Six people were injured - four police officers, a part-time worker and a member of the public.
The victims, who were not seriously injured, were being treated at the North Sumatra police hospital, he added.
The explosion also damaged three police vehicles and one private vehicle.
Prasetyo said the bomber managed to enter the police headquarters during a security check, when he "sneaked in" by "making use" of a moment where a large crowd was entering the compound.
"Then, before he managed to perhaps get to his target, the bomb exploded at the car park."
Kompas TV reported that many people were applying to get clearance letters from the police - a requirement to join the civil service which is currently open for admission.
The attacker - whose identification listed him as a student - wore an explosive device on his body, with authorities recovering nails, an on-off switch button, cables and body parts, Prasetyo said.
A bloody corpse lying in the compound's parking lot appeared to have been blown apart.
Police said the attacker was active on social media, while CCTV footage showed him entering the compound wearing a uniform worn by drivers of a popular ride-hailing service.
Prasetyo said police are hoping to establish the bomber's identity by collecting his fingerprints, as well as the type of bomb used through forensic analysis.
"Once we know the bomber's identity, we will investigate if he was part of the JAD (Jamaah Ansharut Daulah) network or if he was a lone wolf," he said.
"WE'RE ON ALERT"
In August, authorities shot and arrested a militant who attacked officers at a station in Indonesia's second-biggest city Surabaya, while in June another was seriously wounded when he tried to blow himself up outside a police building on Java island.
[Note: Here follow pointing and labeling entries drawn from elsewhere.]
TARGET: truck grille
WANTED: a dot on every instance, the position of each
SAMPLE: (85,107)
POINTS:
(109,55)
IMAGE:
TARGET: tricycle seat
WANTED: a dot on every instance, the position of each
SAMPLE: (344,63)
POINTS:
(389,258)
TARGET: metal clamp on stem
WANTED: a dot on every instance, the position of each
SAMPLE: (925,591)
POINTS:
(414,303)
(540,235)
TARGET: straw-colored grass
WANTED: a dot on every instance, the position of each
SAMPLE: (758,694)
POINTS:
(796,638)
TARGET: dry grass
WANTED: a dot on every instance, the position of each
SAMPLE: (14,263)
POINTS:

Last month, the country's leader Joko Widodo ordered beefed-up security measures after two militants from an Islamic State-linked terror group stabbed his chief security minister. He survived the attack.
The pair were later identified as members of JAD, an extremist network loyal to IS and responsible for several previous attacks - including deadly suicide bombings at churches in Surabaya last year.
Television broadcast images of people rushing out of buildings around the headquarters.
An eyewitness told Kompas TV: "I was queuing to apply for a clearance letter. Suddenly there was an explosion."
"It was strong - I felt like I was being lifted from the ground.
"It sent debris flying. There was white smoke," she said, adding that people were running out in a stampede.
Another eyewitness told Metro TV: “I heard a loud bang! I was around 20m away. Police immediately secured us and took us to a safe place.”
In Singapore, the Ministry of Foreign Affairs (MFA) issued a statement early on Thursday (Nov 14) condemning the act of terror at the Police Headquarters in Medan, North Sumatra.
MFA said there was no report of any Singaporean affected by the incident, and wished those who were injured a speedy and full recovery.